Health professionals say most kids do not need emergency care for RSV
TOLEDO, Ohio (WTVG) - Hospitals nationwide are being overrun by kids with a respiratory syncytial virus or RSV.
Health professionals have said cases are extremely high right now in children, possibly due to unmasking all over the country.
Doctors and nurses are now urging parents to try at-home remedies before taking kids to the emergency room, as they’re finding that most children are not sick enough to go to the hospital. In fact, most kids can be treated completely at home.
Stephanie Showers, a nurse practitioner at Promedica’s Urgent Care for Children, said younger kids and babies have a greater chance of being hospitalized because their airways are smaller. So before a baby feeds, she said to try nasal suctioning with saline to help the baby breathe through his or her nose while drinking a bottle.

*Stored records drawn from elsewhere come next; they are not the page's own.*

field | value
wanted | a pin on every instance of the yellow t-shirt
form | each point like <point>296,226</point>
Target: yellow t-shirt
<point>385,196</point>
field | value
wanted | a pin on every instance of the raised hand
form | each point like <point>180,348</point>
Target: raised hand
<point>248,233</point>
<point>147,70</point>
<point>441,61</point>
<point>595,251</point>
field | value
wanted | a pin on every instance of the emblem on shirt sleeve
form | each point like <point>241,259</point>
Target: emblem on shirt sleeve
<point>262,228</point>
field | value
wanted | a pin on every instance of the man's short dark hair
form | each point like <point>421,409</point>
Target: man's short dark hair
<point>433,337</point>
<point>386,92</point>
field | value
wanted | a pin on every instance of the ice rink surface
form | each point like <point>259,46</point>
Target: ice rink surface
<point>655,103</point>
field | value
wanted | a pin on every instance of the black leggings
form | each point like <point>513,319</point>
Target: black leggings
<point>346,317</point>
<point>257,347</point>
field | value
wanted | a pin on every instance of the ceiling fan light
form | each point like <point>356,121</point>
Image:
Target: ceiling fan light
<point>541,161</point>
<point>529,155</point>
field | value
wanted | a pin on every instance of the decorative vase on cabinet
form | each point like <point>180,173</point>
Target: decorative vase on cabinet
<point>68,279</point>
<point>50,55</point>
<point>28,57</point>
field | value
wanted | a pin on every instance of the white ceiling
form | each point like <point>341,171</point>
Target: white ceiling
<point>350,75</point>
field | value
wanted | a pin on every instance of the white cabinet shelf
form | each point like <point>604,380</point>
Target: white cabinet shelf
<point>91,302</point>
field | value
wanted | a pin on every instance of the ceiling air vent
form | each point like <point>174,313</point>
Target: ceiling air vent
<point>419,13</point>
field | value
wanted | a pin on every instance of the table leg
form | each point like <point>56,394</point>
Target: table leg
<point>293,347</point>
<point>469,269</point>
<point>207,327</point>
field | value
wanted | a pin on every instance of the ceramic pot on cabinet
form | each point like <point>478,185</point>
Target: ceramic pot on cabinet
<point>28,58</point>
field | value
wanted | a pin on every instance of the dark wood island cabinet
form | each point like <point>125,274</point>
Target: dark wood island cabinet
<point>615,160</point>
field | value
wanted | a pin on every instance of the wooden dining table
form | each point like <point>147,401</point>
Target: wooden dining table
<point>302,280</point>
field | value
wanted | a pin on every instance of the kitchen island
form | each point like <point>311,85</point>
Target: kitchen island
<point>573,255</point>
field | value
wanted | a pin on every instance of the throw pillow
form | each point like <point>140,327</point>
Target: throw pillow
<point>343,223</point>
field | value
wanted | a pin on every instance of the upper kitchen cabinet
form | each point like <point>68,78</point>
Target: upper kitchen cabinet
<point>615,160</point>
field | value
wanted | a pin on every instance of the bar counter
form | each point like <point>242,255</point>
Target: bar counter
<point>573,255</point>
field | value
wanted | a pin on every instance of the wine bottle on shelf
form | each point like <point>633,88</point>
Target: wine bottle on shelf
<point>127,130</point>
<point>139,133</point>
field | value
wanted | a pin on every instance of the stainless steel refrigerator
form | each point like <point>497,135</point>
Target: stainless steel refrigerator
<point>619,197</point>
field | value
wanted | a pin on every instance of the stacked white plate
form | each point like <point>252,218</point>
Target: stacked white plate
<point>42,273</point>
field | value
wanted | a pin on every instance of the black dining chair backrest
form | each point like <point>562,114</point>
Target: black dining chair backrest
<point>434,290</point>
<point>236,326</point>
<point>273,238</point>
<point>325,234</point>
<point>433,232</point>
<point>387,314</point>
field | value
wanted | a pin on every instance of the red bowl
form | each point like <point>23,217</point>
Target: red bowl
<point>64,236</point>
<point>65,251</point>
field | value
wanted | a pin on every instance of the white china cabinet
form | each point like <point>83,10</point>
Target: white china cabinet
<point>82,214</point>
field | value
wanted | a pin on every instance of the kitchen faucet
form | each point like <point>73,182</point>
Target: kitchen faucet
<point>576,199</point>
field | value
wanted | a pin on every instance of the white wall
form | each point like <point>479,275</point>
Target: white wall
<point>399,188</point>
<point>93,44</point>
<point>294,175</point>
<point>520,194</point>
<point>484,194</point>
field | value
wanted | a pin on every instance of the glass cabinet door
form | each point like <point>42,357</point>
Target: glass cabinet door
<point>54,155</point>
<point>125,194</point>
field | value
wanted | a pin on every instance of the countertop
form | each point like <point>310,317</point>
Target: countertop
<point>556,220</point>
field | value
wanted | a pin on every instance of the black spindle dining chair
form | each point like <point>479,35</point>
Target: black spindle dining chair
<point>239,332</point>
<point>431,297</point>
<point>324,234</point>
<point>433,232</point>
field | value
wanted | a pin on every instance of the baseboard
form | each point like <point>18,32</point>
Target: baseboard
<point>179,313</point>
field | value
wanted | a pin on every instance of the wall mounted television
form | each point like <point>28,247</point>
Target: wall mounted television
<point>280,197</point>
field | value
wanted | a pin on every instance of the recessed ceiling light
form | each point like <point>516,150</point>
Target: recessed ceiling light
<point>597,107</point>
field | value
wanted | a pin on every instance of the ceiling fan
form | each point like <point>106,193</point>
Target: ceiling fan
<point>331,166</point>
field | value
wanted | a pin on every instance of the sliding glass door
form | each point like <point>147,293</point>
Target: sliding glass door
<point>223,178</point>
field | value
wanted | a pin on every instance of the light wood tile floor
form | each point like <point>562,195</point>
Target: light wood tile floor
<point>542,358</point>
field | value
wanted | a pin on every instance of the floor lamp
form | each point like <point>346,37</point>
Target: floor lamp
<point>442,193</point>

Showers added that cool mist humidifiers can also be very effective. If you don’t have one, you can also try turning on the shower and having the child breathe in the steam.
Luckily, she said hospitalization is rare for kids with RSV.
“Only three percent of children are actually admitted. I know we are seeing a lot in the news about RSV, but it is able to be treated at home,” said Showers. “We only need the babies and kids that are having trouble breathing or at risk for dehydration, or maybe you have a chronic illness that makes you more susceptible to developing further diseases, so those are the ones that need to be seen.”
The good news is RSV typically only lasts three to seven days. Showers said a great resource for parents is healthychildren.org, a website run by the American Academy of Pediatrics. She also adds that parents can call their child’s pediatrician or go to a local urgent care if they have any questions about RSV.